Captain Flint’s test reveals the ore to be copper pyrites, which in its way, turns out to be quite as good a discovery as gold would have been, and the adventure is a success after all.

There’s several insights we can pull from this story:

  • Choosing an appropriate “test for success” is critical.
  • Domain knowledge is very important, and the earlier you apply it, the better off you’ll be.

But here’s another thing: The prospectors weren’t looking for copper. They were looking for gold. And without some help, they weren’t ever going to understand what they had actually found.

This last point makes me think that there is something missing in the current Data Mining toolset.

Reductio ad memoria

Over a decade ago, I worked on a project with some truly kick-ass data visualization tools: Silicon Graphic’s MineSet.

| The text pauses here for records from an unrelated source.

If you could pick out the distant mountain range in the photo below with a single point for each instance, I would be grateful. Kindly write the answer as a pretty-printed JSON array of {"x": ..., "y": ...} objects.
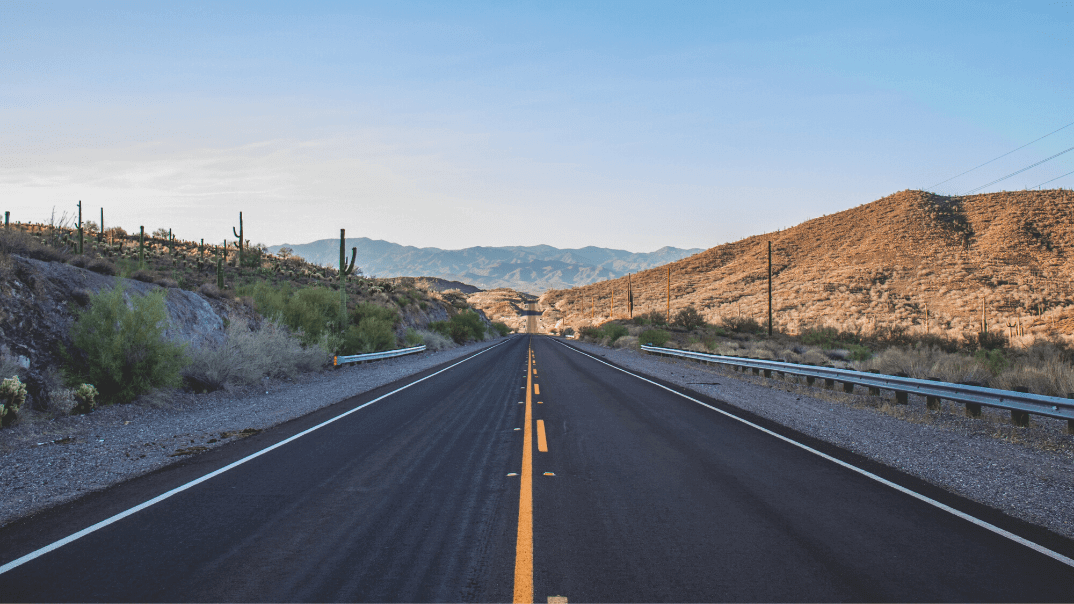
[{"x": 531, "y": 269}]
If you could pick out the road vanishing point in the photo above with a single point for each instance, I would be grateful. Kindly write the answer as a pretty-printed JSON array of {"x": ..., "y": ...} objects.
[{"x": 530, "y": 471}]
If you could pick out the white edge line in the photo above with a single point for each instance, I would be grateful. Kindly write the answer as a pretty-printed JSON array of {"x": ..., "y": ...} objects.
[
  {"x": 176, "y": 490},
  {"x": 1036, "y": 547}
]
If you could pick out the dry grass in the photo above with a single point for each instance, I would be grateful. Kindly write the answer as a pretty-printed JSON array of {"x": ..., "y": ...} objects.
[
  {"x": 874, "y": 269},
  {"x": 248, "y": 356}
]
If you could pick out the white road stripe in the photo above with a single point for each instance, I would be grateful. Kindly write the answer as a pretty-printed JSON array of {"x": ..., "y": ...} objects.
[
  {"x": 158, "y": 499},
  {"x": 930, "y": 501}
]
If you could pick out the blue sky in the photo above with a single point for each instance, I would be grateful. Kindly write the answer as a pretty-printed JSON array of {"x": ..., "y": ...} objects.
[{"x": 570, "y": 124}]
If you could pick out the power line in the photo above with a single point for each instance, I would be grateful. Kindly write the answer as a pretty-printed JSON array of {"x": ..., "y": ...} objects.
[
  {"x": 1000, "y": 157},
  {"x": 1056, "y": 178},
  {"x": 1017, "y": 172}
]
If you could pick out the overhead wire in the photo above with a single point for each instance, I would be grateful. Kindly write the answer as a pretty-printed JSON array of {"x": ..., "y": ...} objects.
[
  {"x": 1000, "y": 157},
  {"x": 1056, "y": 178},
  {"x": 1017, "y": 172}
]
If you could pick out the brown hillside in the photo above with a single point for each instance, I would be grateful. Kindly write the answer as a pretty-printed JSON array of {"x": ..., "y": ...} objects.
[{"x": 874, "y": 267}]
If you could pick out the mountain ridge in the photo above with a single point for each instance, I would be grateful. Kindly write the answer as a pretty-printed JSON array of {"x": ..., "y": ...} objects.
[{"x": 533, "y": 269}]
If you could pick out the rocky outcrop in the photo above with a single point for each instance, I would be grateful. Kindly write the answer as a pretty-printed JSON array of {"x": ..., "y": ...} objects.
[{"x": 39, "y": 302}]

The project involved showing how a company could mix their own customer data with additional data sourced from a third-party, and throw it into a 3D visualization, allowing variation along five or more axes simultaneously.

For example, in addition to X, Y, and Z axis, we also had color, density, size of the “splat”, and probably some others that I can’t recall. The thrill of taking this 3D model and spinning it around various viewing angles to see correlations between data axes – in real-time, in a web browser! – was, frankly, mind-blowing at the time.

Now, in my opinion the project’s premise was flawed, because the nature of the third-party data didn’t really allow for a 1:1 join with the primary data set – it was more of an exercise in psychohistory.

But the tool was brilliant. It even had an Internet Explorer ActiveX viewer control for browsers.

One feature I would have liked to have seen was a “randomize axes” option, where you could cycle through the various available columns in your data set, mapping them to different aspects of the 3D view, and then spin the result around, looking for unexpected relationships.

Because it’s the unexpected that is truly insightful. I want to see the copper pyrites – or whatever else is in there – without having to explicitly test for it.

I don’t think this is Data Mining as it is understood today. But perhaps it might be called “Data Prospecting”.


A quick web search indicates that, in October 2003, the SGI MineSet product was licensed for development and sale to Purple Insight, a Gloucester, UK-based company that now appears to be defunct. This is a shame, because these visualization tools were unsurpassed by anything I’ve seen to date.

Lisa tells me that some of the underlying algorithms found their way into IBM’s Many Eyes project.

Note: By the way, all of Arthur Ransome‘s books about the young explorers are great, and I highly recommend them, for children of all ages.